Schmidt: „Der Böse“ – ich weiß nicht, ob es diese Formulierung trifft. Die Politiker sind jedenfalls aus meiner Sicht in einer Bringschuld. Es kann ja sein, dass ein Politiker entscheidet, es sei besser, dieses Geld bei der Bank zu belassen als es dem Bürger zu geben. Dann erwarte ich aber, dass man begründet, warum so entschieden wurde. Das muss doch klar nachvollziehbar sein! Die Behauptung, dass Olaf Scholz und Peter Tschentscher nichts gewusst haben, nehme ich ihnen nicht ab. Dass man damit durchkommt, zu sagen „Ich erinnere mich nicht“ oder „Das ist ein Steuergeheimnis“, das verstehe ich nicht. Auch die Papiere, die damals übergeben wurden, sind nicht da – so kann das Thema parlamentarisch nicht aufgearbeitet werden.

Als Sie mit „Cum-Ex Papers“ Premiere hatten, war Olaf Scholz noch kein Kanzlerkandidat.
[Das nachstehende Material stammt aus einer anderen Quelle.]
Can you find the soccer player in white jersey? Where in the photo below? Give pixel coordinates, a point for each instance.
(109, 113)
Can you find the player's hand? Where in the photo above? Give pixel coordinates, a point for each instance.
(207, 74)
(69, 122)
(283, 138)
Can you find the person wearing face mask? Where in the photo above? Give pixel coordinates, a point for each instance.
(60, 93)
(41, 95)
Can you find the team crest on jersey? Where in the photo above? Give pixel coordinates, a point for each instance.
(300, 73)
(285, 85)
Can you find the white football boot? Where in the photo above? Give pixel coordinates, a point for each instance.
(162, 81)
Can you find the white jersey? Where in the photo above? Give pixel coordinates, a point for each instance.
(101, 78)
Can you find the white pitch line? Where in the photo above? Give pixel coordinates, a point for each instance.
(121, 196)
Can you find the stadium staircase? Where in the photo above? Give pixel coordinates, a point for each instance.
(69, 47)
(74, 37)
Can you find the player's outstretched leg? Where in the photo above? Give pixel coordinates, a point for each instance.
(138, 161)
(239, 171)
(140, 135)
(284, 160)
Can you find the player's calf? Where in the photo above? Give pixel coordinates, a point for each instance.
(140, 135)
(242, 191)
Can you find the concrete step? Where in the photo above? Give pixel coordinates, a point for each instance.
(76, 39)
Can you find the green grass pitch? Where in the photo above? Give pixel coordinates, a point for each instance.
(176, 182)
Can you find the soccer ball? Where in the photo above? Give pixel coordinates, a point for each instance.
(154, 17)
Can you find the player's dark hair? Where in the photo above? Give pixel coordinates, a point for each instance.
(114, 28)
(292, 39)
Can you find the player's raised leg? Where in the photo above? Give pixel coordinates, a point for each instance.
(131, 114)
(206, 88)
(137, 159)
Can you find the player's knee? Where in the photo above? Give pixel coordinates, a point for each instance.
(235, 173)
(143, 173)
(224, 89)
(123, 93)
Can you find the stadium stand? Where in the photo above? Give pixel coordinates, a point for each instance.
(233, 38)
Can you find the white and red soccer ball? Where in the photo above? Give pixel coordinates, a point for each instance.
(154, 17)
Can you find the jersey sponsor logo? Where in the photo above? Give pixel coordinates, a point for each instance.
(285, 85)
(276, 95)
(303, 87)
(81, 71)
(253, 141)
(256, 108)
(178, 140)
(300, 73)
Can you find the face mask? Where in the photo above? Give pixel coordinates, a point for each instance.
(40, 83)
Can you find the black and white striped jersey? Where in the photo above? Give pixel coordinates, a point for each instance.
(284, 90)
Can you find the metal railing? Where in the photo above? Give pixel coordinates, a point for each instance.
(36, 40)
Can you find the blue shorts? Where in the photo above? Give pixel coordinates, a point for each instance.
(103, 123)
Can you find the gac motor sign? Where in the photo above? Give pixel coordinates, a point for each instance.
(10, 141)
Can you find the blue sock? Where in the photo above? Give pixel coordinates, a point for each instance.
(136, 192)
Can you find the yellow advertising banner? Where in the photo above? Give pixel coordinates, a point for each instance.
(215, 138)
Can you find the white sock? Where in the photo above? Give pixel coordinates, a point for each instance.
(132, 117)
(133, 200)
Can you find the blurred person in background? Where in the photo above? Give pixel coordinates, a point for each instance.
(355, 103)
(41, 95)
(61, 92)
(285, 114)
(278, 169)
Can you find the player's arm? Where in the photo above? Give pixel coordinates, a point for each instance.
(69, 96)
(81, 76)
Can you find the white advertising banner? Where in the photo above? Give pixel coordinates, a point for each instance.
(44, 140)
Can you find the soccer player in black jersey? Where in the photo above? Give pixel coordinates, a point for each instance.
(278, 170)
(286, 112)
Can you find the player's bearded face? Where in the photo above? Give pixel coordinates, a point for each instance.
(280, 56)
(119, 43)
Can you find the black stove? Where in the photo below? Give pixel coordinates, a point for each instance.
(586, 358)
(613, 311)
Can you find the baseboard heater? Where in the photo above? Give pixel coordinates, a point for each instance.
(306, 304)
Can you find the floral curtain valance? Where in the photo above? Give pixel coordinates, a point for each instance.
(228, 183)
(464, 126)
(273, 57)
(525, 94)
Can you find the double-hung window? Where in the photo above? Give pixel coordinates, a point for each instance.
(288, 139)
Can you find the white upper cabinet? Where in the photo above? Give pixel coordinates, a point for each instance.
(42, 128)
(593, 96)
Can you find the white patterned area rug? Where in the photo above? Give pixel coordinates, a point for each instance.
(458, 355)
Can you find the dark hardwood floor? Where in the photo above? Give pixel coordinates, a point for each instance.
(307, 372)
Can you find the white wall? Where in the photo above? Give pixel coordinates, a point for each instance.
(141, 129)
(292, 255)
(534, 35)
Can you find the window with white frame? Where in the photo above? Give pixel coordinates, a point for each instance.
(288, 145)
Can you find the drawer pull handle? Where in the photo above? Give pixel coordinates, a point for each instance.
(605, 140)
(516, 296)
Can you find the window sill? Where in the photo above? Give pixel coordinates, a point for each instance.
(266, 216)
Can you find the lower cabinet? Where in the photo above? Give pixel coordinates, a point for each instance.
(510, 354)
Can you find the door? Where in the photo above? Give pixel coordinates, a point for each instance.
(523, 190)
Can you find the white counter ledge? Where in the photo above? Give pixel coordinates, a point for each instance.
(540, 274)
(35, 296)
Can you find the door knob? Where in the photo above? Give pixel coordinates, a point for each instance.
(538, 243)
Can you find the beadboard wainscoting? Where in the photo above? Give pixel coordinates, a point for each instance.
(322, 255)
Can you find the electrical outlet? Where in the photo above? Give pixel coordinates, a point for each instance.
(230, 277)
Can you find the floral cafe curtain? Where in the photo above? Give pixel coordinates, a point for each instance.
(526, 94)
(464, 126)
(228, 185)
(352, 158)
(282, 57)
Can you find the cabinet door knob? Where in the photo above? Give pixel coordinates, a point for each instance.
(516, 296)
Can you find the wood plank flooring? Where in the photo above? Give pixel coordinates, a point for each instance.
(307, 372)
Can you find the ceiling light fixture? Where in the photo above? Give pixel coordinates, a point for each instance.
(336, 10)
Jetzt ist er es – wie bewerten Sie das?

Schmidt: Ich mache mir nicht vor, dass man mit einem Theaterstück etwas anderes erreichen könnte. Aber ich glaube, der Großteil der Politiker möchte ethisch korrekt handeln und einen vernünftigen Job machen. Und ich stelle mir vor, dass es für diese Politiker unglaublich frustrierend sein muss, wenn es Personen gibt, die Politik dem Verdacht aussetzen, nicht so zu handeln. Ich glaube nicht mal, dass sich Scholz oder Tschentscher rechtlich etwas haben zu Schulden kommen lassen. Die Legitimität aber ist sicher überschritten worden.
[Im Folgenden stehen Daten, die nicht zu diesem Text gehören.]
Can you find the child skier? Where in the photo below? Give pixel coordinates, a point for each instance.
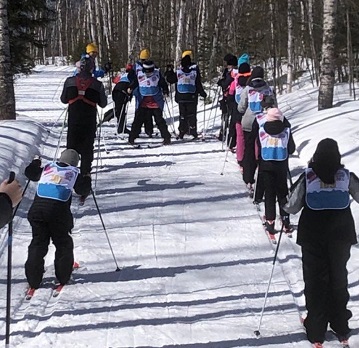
(326, 232)
(121, 98)
(50, 216)
(275, 145)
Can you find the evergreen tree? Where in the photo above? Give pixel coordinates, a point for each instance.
(25, 17)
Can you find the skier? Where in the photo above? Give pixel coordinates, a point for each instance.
(143, 56)
(326, 232)
(188, 85)
(251, 107)
(50, 217)
(149, 87)
(224, 82)
(240, 81)
(83, 93)
(230, 91)
(10, 196)
(121, 98)
(275, 145)
(92, 52)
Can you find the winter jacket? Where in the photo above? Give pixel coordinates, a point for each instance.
(172, 77)
(243, 108)
(82, 111)
(274, 128)
(49, 208)
(329, 224)
(5, 208)
(225, 81)
(162, 84)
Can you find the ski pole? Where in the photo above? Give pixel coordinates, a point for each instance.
(225, 159)
(257, 332)
(104, 228)
(124, 122)
(99, 158)
(23, 193)
(171, 118)
(213, 105)
(227, 133)
(204, 120)
(53, 125)
(8, 283)
(290, 178)
(215, 116)
(60, 137)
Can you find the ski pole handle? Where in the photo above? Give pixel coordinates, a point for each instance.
(11, 177)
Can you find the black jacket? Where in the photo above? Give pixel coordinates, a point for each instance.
(273, 128)
(322, 225)
(81, 112)
(171, 77)
(5, 208)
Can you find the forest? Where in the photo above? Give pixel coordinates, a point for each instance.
(286, 37)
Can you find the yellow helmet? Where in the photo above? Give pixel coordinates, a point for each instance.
(91, 47)
(187, 53)
(145, 54)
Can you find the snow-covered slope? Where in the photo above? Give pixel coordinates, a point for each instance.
(194, 257)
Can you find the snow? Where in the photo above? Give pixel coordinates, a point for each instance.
(194, 257)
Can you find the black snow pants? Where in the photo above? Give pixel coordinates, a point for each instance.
(50, 221)
(188, 118)
(326, 287)
(81, 137)
(140, 118)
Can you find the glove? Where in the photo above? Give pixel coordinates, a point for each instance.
(83, 185)
(108, 67)
(99, 73)
(33, 170)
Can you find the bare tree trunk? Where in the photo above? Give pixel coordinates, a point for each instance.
(180, 30)
(92, 22)
(130, 31)
(290, 64)
(212, 68)
(312, 40)
(136, 39)
(350, 57)
(7, 94)
(327, 75)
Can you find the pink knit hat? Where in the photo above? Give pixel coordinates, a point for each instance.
(274, 114)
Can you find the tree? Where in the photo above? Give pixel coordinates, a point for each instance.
(327, 76)
(7, 95)
(24, 32)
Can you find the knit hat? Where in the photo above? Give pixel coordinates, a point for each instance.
(145, 54)
(232, 61)
(244, 68)
(187, 53)
(227, 57)
(274, 114)
(186, 61)
(148, 66)
(257, 71)
(91, 47)
(87, 63)
(326, 160)
(244, 58)
(70, 156)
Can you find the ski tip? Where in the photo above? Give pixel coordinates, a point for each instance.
(76, 265)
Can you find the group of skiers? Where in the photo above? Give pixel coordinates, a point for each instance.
(256, 127)
(252, 124)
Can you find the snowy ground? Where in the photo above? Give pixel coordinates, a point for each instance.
(195, 259)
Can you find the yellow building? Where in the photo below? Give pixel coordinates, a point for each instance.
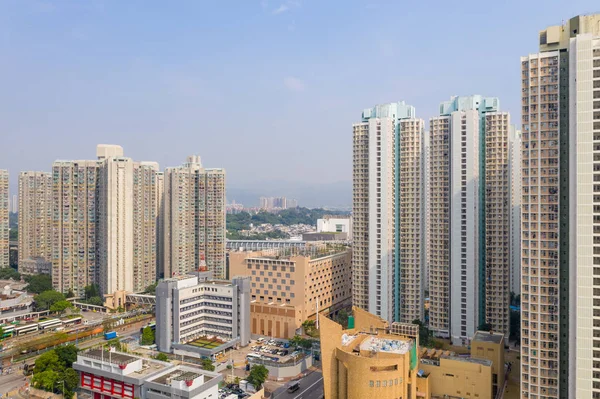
(289, 286)
(374, 359)
(490, 345)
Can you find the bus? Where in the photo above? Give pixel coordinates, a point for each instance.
(28, 367)
(8, 330)
(50, 324)
(151, 325)
(293, 387)
(73, 321)
(253, 356)
(26, 329)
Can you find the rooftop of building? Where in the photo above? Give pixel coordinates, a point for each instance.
(314, 252)
(485, 336)
(110, 357)
(369, 345)
(148, 366)
(181, 373)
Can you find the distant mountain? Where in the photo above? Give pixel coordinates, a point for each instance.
(338, 194)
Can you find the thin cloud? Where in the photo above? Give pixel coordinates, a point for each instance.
(294, 84)
(282, 8)
(286, 6)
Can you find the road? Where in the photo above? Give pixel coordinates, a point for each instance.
(311, 387)
(9, 382)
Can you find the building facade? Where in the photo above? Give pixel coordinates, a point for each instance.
(192, 306)
(375, 359)
(116, 375)
(147, 197)
(115, 221)
(335, 224)
(74, 225)
(290, 286)
(560, 102)
(470, 209)
(194, 219)
(515, 199)
(35, 217)
(4, 220)
(386, 280)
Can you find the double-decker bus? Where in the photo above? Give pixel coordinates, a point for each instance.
(71, 322)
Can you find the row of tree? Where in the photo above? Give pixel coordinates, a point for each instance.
(54, 371)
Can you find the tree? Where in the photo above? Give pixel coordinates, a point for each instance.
(48, 298)
(60, 306)
(147, 336)
(67, 354)
(258, 375)
(71, 380)
(91, 291)
(95, 300)
(207, 364)
(38, 283)
(6, 273)
(48, 361)
(425, 338)
(46, 380)
(342, 318)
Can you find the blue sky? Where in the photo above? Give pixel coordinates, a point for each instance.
(267, 89)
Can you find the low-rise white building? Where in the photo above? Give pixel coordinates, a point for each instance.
(194, 306)
(335, 224)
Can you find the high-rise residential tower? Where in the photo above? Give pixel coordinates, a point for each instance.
(4, 221)
(74, 225)
(515, 224)
(388, 205)
(194, 219)
(35, 216)
(146, 199)
(560, 293)
(469, 201)
(115, 220)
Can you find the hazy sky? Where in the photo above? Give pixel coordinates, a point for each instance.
(266, 89)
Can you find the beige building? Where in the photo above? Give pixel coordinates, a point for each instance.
(388, 205)
(560, 208)
(4, 221)
(146, 209)
(490, 345)
(375, 359)
(498, 220)
(194, 218)
(289, 286)
(74, 225)
(35, 216)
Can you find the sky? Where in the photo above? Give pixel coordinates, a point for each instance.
(266, 89)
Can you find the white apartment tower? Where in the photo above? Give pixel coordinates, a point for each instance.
(388, 204)
(115, 220)
(35, 216)
(194, 219)
(146, 208)
(4, 221)
(560, 294)
(515, 224)
(74, 225)
(469, 201)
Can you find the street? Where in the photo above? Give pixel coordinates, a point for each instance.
(311, 387)
(10, 382)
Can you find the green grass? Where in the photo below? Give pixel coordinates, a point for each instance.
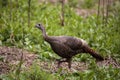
(15, 32)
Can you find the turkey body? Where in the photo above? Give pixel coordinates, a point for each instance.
(68, 46)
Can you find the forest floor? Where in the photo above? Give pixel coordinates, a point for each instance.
(10, 57)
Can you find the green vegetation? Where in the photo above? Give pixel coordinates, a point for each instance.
(14, 31)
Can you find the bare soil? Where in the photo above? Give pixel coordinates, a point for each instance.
(10, 57)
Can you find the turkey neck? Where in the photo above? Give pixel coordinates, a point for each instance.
(45, 36)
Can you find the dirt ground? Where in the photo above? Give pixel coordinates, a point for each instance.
(10, 57)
Wie verbinden Sie die Cum-Ex-Affäre mit Kleists „Kohlhaas“?

Schmidt: Die Frage, die bei uns im Vordergrund steht, ist die nach dem Widerstand. Was kann man als Bürger eigentlich tun? Kohlhaas ist in der deutschen Literatur der Inbegriff eines Menschen, der Recht schaffen will. Der überdreht natürlich dabei und zettelt wegen einer Kleinigkeit einen Krieg an. Er geht in den größtmöglichen Widerstand und sagt: Wenn ich in meinen Rechten nicht geschützt werde, verliert das Recht auch Zugriff auf mich. Wie will man sich also involvieren? Man muss ja nicht Hamburg in Brand stecken, aber man kann sich fragen: Was wäre denn angemessen?

Hat die intensive Beschäftigung mit diesem Stoff einen Einfluss auf Ihre ganz persönliche Wahlentscheidung?

Schmidt: Nee. Es hat aber was mit meinem Demokratieverständnis gemacht. Es ist ja ein Reflex von Linken und Liberalen, dass der Staat der Böse ist. Was man bei diesem Thema aber ganz gut lernen kann, ist: Der Kohlhaas rebelliert gar nicht gegen den Staat, sondern gegen zu wenig Staat. Bei „Cum-Ex“ ist es auch nicht eine Frage von zu viel, sondern eher von zu wenig Staat. Der Staat ist nicht in der Lage und nicht angemessen aufgestellt, um sich zur Wehr zu setzen. Und das schafft Frust.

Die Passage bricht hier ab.